Le kanoun le plus répandu est le « kanoun polyvalent » servant à la fois au chauffage des pièces des maisons et à la préparation du thé. Moins gros que le kanoun al-heteb, aisément transportable d’une pièce à l’autre, il suit ainsi les occupations des femmes tout au long de la journée.

CHACHIA

De forme cylindro-sphérique, sa taille varie de 25 à 28 cms de diamètre, une panse de 30 à 50 cms et une hauteur de 30 à 40 cms. Affublée de deux, trois ou quatre excroissances permettant sa prise, elle est ointe d’un engobe extérieur ocre toujours décoré. L’imperméabilisation est obtenu par plâtrage de l’intérieur.
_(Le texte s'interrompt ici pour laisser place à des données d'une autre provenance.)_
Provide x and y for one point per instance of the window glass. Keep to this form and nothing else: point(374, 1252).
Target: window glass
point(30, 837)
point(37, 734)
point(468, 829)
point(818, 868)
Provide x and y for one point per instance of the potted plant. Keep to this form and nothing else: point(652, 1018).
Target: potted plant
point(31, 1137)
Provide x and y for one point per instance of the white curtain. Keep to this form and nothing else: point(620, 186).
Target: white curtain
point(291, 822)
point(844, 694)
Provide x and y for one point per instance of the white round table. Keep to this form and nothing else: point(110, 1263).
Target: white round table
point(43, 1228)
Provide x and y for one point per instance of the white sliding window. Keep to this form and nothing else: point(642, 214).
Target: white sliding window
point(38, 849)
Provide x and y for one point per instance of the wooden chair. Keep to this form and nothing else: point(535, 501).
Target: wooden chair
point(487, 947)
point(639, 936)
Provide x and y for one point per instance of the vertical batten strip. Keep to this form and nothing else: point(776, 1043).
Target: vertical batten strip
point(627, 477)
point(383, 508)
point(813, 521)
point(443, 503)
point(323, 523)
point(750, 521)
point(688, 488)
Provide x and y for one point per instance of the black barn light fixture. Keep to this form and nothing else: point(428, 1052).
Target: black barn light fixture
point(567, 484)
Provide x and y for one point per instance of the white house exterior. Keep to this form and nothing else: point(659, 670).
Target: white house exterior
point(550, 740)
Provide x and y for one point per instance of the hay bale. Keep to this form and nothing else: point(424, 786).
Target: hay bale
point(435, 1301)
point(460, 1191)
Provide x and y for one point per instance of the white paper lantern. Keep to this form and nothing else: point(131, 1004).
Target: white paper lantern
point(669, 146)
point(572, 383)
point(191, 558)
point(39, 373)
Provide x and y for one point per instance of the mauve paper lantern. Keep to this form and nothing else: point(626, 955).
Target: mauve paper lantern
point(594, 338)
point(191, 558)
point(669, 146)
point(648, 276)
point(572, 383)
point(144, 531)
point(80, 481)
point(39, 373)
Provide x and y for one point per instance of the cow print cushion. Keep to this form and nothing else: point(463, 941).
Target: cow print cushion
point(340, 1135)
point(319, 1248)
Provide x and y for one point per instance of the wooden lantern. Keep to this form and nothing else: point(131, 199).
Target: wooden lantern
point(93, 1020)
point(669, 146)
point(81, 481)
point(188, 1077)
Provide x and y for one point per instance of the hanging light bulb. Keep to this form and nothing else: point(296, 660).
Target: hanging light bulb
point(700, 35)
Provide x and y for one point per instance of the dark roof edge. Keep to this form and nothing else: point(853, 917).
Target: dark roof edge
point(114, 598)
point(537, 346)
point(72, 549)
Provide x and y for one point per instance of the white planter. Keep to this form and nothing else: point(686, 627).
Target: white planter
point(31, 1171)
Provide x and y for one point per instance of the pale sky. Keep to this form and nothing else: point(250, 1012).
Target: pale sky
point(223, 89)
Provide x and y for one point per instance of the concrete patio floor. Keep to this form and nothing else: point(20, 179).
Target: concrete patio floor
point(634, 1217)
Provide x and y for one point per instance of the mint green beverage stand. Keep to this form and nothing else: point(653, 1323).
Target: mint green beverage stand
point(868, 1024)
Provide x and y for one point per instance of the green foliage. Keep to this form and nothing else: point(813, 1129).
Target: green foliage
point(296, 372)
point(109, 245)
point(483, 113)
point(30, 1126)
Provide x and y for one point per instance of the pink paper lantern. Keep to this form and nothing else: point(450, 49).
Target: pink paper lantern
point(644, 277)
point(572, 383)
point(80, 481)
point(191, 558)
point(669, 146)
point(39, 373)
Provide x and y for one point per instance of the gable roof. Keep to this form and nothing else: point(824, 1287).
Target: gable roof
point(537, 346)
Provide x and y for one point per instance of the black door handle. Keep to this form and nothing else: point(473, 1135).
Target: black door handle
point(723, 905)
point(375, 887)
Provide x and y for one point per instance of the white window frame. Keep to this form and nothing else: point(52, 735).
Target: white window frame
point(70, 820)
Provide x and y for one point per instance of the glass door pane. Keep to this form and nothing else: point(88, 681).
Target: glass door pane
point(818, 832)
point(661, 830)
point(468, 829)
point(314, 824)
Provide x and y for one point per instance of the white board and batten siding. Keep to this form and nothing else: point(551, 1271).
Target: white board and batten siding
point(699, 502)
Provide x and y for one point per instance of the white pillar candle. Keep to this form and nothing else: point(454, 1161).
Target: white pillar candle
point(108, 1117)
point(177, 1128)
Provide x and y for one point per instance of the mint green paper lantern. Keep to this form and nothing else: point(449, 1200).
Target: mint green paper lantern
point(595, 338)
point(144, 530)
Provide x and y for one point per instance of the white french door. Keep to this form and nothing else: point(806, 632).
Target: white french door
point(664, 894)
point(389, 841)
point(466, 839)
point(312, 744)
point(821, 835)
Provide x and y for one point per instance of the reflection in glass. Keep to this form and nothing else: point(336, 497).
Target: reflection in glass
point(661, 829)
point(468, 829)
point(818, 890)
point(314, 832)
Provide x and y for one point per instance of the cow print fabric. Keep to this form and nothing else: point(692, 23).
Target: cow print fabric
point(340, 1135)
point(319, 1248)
Son utilisation se rapproche de celle des mhâbes ou des ahjâni, la distinction entre les usages de ces modèles voisins parait impossible. Parfois c’est la châchia qui sert à pétrir la pâte à pain, mais il s’agit cette fois du pain d’orge (khoubs cha’ir) et l’on entendra alors l’expression « châchia mtâ’a’ajn » (récipient à pâte). La châchia peut également servir au lavage des légumes comme des mains, ou encore au stockage des deux sortes de semoule indispensables à la préparation du couscous.

MAHBES

Les mâhbes sont les poteries les plus importantes. De forme cylindrique (ou cylindro-tronconique), ils présentent une ouverture et un fond de 25 à 28 cms de diamètre, une panse de 30 à 50 cms et une hauteur de 30 à 40 cms. La partie cylindrique porte quatre oreilles reliées par une carène en guirlande. La partie externe est entièrement décorée et laquée.

Les mâhbes renferment les réserves de « couscous rapide » roulé de préférence pendant la belle saison, cuit une seule fois à la vapeur, puis très légèrement additionné d’huile et séché au soleil et que doit parfumer une poignée de clous de girofle ajoutée après séchage. On y met également le mhammes , semoule à gros grains utilisée couramment comme pâtes à potage.